Schnur & Urbina (No 3)
[2024] FedCFamC1F 750
•9 October 2024
FEDERAL CIRCUIT AND FAMILY COURT OF AUSTRALIA
(DIVISION 1)
Schnur & Urbina (No 3) [2024] FedCFamC1F 750
File number(s): MLC 13501 of 2020 Judgment of: JOHNS J Date of judgment: 9 October 2024 Catchwords: FAMILY LAW – parenting – where the mother made an oral application for the child to attend upon a new treating psychologist – where the mother submits the current treating psychologist is not independent – where the father and ICL submit the child has a longstanding therapeutic relationship with his current treater – oral application dismissed Division: Division 1 First Instance Number of paragraphs: 10 Date of hearing: 9 October 2024 Place: Melbourne Solicitor for the Applicant: Ms Paton of Aboriginal Family Violence Prevention & Legal Service Counsel for the Respondent: Ms Teicher Solicitor for the Respondent: Rodriguez Family Lawyers Counsel for the Independent Children's Lawyer: Ms Hutchings Solicitor for the Independent Children's Lawyer: Perisic Lawyers ORDERS
MLC 13501 of 2020 FEDERAL CIRCUIT AND FAMILY COURT OF AUSTRALIA (DIVISION 1)
BETWEEN: MR SCHNUR
Applicant
AND: MS URBINA
Respondent
INDEPENDENT CHILDREN'S LAWYER
ORDER MADE BY:
JOHNS J
DATE OF ORDER:
9 OCTOBER 2024
THE COURT ORDERS THAT:
1.That the mother’s oral application seeking the removal of Mr C as treating psychologist for the child, be dismissed.

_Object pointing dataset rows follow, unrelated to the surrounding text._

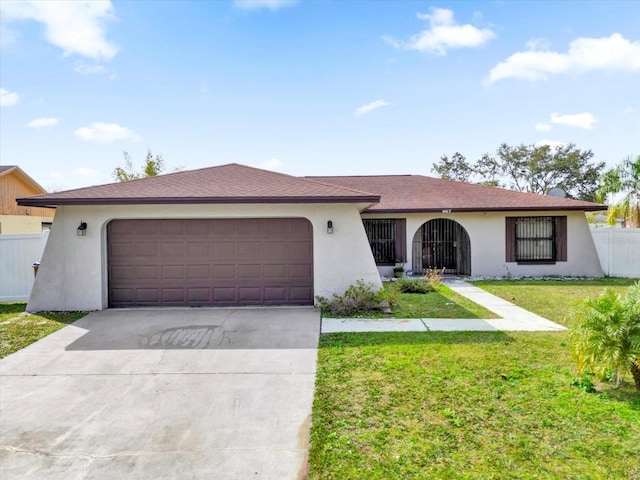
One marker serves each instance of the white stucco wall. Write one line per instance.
(488, 247)
(73, 270)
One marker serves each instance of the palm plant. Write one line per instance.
(606, 334)
(623, 179)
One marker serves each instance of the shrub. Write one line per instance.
(434, 276)
(359, 299)
(414, 285)
(606, 334)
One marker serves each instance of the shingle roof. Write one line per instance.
(230, 183)
(417, 193)
(235, 183)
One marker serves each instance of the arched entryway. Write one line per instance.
(442, 243)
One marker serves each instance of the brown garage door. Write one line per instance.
(220, 262)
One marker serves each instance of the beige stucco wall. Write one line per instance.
(487, 236)
(73, 270)
(22, 224)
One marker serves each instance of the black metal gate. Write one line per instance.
(442, 244)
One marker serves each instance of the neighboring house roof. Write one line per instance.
(230, 183)
(6, 170)
(417, 193)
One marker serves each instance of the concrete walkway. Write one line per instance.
(513, 318)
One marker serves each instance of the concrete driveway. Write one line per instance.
(163, 393)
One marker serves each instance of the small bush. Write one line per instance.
(414, 285)
(584, 383)
(433, 276)
(359, 299)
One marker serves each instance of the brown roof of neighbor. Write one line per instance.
(230, 183)
(417, 193)
(7, 169)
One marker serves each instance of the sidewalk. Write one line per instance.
(514, 318)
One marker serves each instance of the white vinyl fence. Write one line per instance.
(17, 255)
(618, 250)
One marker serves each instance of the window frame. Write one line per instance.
(396, 246)
(558, 239)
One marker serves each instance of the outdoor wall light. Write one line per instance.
(81, 231)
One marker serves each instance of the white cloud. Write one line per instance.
(7, 98)
(444, 34)
(272, 5)
(43, 122)
(77, 27)
(85, 172)
(580, 120)
(105, 132)
(584, 54)
(550, 143)
(272, 164)
(84, 69)
(369, 107)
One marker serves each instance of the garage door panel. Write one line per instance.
(300, 294)
(197, 228)
(173, 272)
(250, 295)
(198, 272)
(121, 249)
(275, 294)
(224, 250)
(300, 271)
(199, 295)
(175, 227)
(299, 250)
(147, 272)
(249, 250)
(210, 262)
(147, 295)
(275, 270)
(224, 294)
(275, 250)
(172, 249)
(173, 296)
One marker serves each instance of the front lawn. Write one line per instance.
(552, 299)
(17, 329)
(476, 405)
(479, 405)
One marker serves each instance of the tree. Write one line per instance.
(624, 180)
(153, 166)
(456, 169)
(529, 168)
(606, 334)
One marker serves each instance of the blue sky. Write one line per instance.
(310, 87)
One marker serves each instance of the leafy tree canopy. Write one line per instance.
(622, 181)
(153, 166)
(528, 168)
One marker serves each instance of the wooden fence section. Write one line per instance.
(618, 250)
(17, 254)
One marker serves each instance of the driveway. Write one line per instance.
(163, 393)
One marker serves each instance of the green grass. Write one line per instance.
(17, 331)
(443, 303)
(476, 405)
(472, 405)
(552, 299)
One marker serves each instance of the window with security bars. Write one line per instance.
(536, 239)
(387, 239)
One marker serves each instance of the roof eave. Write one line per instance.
(593, 208)
(49, 202)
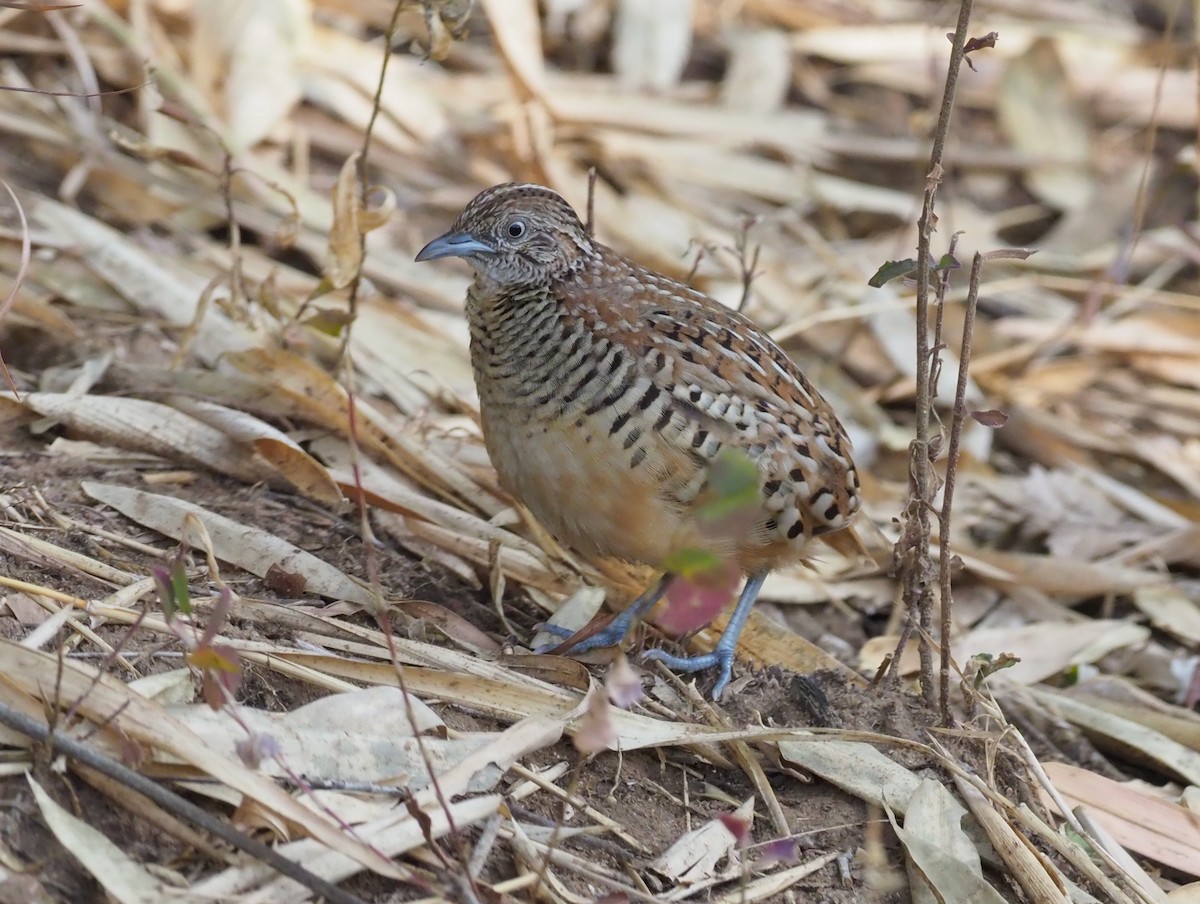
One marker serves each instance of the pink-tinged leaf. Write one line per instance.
(781, 850)
(623, 683)
(990, 418)
(597, 731)
(257, 747)
(694, 602)
(738, 827)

Note: The form of the order is subject to the entry in the Court’s records.
Note: This copy of the Court’s Reasons for judgment may be subject to review to remedy minor typographical or grammatical errors (r 10.14(b) Federal Circuit and Family Court of Australia (Family Law) Rules 2021 (Cth)), or to record a variation to the order pursuant to r 10.13 Federal Circuit and Family Court of Australia (Family Law) Rules 2021 (Cth).
Part XIVB of the Family Law Act 1975 (Cth) makes it an offence, except in very limited circumstances, to publish an account of proceedings that identify persons, associated persons, or witnesses involved in family law proceedings.
IT IS NOTED that publication of this judgment by this Court under the pseudonym Schnur & Urbina has been approved pursuant to subsection 114Q(2) of the Family Law Act 1975 (Cth).
EX TEMPORE REASONS FOR JUDGMENT
This matter was listed before me today for the commencement of the final hearing in relation to the parties’ competing applications for final parenting orders in relation to the child, X who is aged 8 years. The matter was unable to proceed as listed due to Counsel for the father falling ill. In the circumstances the parties sought that the hearing date be vacated and the matter be relisted. In addition, the mother’s Counsel made an oral application for the child to attend upon a different psychologist to his current treating psychologist.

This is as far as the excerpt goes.